Session 9: Prophylaxis Against OP Intoxications
Dr. BP Doctor, Chair, Walter Reed Army Inst. of Research, US; Prof. Christopher Dishovski, Co-Chair, MMA, Bulgaria
Dr. BP Doctor gave an overview of the development of ChE-based bioscavengers as a pretreatment drug for the OP toxicity. Attempts are being made to further improve the efficacy of bioscavengers by testing the site-specific mutants that are more easily reactivated (essentially non-aging) than the wild-type enzymes. For the large scale preparation of bioscavengers, it is more likely that recombinant biotechnology may be required. Some native and all recombinant ChEs tested have very short mean residence times in mice compared to serum ChEs, limiting their usefulness as stable, efficient, long-lasting bioscavengers. Dr. Murray G. Hamilton of Canada discussed perspectives in nerve agent medical countermeasures.therapeutic strategies against OP never agents challenges require four critical considerations: a) circumstances: exposure characteristics, b) expected outcome: acceptable risks and casualties c) drug-dose/regimen, and d) animal models and extrapolations to humans. Ideas on standardizing experimental protocols with the aim of simplifying inter-laboratory comparison of efficacy results were discussed. Finally, the value of pyridostigmine as a pretreatment against nerve agent poisoning was discussed by Prof. Ladislaus Szinicz. Based on in vitro experiments with isolated AChE and by a number of animal investigations using various species and protocols, pyridostigmine pretreatment can be recommended in the face of an impending soman exposure, but it cannot be recommended for sarin, cyclosarin, tabun or VX.
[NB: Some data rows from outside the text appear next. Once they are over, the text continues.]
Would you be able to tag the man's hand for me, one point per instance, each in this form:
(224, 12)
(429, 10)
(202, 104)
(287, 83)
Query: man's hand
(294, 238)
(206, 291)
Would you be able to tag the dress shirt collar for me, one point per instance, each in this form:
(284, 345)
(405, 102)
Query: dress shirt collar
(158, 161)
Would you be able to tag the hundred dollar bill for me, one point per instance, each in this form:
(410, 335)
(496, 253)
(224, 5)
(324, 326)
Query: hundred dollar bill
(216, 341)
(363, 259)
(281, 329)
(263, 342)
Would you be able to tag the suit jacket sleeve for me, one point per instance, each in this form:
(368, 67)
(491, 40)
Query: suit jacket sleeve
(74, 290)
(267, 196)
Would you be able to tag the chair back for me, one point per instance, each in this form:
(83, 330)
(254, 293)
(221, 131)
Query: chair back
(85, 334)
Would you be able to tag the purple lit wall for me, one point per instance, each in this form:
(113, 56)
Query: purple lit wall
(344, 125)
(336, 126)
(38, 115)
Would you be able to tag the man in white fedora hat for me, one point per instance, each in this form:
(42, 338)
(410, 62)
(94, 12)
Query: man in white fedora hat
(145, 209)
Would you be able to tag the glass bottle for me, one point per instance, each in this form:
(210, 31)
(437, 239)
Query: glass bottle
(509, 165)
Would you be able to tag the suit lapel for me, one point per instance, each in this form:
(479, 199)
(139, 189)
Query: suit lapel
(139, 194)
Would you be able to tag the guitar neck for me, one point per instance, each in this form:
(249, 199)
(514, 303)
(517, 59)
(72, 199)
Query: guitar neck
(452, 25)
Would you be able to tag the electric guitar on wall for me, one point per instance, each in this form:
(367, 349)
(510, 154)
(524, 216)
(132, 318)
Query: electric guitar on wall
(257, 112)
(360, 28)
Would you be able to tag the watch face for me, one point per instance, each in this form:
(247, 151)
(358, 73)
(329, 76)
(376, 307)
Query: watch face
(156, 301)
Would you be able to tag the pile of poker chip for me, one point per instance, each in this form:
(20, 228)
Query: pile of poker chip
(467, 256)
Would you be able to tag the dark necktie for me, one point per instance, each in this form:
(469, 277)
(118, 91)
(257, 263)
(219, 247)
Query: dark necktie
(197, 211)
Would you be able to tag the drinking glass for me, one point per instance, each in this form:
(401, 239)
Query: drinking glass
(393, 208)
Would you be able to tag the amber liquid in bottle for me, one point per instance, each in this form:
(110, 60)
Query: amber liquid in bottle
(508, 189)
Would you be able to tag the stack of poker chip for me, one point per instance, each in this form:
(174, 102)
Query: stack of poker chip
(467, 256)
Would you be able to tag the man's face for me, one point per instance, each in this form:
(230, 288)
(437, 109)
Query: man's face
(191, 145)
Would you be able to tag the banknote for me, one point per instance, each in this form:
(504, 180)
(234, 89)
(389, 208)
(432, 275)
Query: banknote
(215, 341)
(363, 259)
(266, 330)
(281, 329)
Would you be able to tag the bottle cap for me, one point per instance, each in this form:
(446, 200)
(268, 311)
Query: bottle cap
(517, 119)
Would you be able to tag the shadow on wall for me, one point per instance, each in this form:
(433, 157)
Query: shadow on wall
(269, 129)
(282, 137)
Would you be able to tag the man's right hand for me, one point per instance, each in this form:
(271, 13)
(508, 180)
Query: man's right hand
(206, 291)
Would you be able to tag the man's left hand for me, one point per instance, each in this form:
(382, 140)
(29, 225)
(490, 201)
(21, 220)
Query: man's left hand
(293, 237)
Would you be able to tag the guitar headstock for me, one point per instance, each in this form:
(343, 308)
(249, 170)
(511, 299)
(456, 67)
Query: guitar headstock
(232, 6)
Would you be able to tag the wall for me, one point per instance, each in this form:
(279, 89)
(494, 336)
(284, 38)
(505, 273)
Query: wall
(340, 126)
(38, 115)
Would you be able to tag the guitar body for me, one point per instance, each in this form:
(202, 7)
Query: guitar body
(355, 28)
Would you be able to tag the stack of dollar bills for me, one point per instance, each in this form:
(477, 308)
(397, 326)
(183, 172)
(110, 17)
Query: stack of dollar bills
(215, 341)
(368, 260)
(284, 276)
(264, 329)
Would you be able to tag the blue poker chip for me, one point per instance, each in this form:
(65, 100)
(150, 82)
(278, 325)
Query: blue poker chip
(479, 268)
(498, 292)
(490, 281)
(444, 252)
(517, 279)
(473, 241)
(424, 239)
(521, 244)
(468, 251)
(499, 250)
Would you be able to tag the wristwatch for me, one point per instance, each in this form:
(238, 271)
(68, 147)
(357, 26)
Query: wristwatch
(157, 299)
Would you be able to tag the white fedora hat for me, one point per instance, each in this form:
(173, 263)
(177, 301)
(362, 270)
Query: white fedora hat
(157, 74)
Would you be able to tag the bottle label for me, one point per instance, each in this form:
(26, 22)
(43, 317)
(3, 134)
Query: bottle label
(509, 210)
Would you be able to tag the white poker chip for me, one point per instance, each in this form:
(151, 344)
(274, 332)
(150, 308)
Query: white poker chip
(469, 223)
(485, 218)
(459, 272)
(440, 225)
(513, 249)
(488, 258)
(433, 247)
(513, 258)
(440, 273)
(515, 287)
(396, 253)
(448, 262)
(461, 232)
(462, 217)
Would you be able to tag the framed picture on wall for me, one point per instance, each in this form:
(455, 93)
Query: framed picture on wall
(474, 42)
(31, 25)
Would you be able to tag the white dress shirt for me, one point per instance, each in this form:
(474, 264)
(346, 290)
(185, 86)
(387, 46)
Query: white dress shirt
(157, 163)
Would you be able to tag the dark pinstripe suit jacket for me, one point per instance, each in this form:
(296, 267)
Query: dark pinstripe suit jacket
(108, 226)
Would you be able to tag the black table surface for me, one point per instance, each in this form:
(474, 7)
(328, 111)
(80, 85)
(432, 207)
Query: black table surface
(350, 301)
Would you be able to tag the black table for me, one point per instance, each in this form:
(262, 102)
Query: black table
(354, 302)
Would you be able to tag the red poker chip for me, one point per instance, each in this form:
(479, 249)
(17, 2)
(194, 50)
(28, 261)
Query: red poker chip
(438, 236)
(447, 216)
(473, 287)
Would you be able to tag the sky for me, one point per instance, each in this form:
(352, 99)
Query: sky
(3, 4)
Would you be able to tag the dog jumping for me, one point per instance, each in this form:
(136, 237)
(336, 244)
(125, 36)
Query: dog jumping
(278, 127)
Session 10: Interlaboratory Comparison of ChE Testing
Dr. Paul Lundy, Chair, DRES, Canada; Prof. Constantine Mircioiu, Co-Chair, Army Inst. for Med Research, Romania
This was a lively discussion of different laboratory conditions and their effects on ChE testing and results. Temperature, buffer strength, ionic strength, Triton X, amount of blood, etc. all play a role in the analyses.
Session 11: Symptomology, Clinical, Physical in OP
Prof. Ladislaus Szinicz, Chair, Inst. of Pharm/Tox, FAF, Germany; Prof. Josef Fusek, PMMA, Czech Republic
There were two presentations. Chris Dishovski "Inhibition of ChE with the OP Compounds. Correlations with Physiological, Morphological, and Biochemical Changes." and G. zyurt. "The Relationship between Serum Cholinesterase Activity and APACHE II Score in Organophosphate Poisoning." The data presented in both papers show that ChE inhibition activity alone is insufficient as a parameter for diagnosis and monitoring of treatment of anticholinesterase poisoning. It does not correlate well with the severity of poisoning. Papers in the earlier sessions have shown the agreement that AChE activity might give better results. It was suggested that monitoring of AChE and antidote concentrations may further improve the knowledge/information on diagnosis, treatment and prognosis.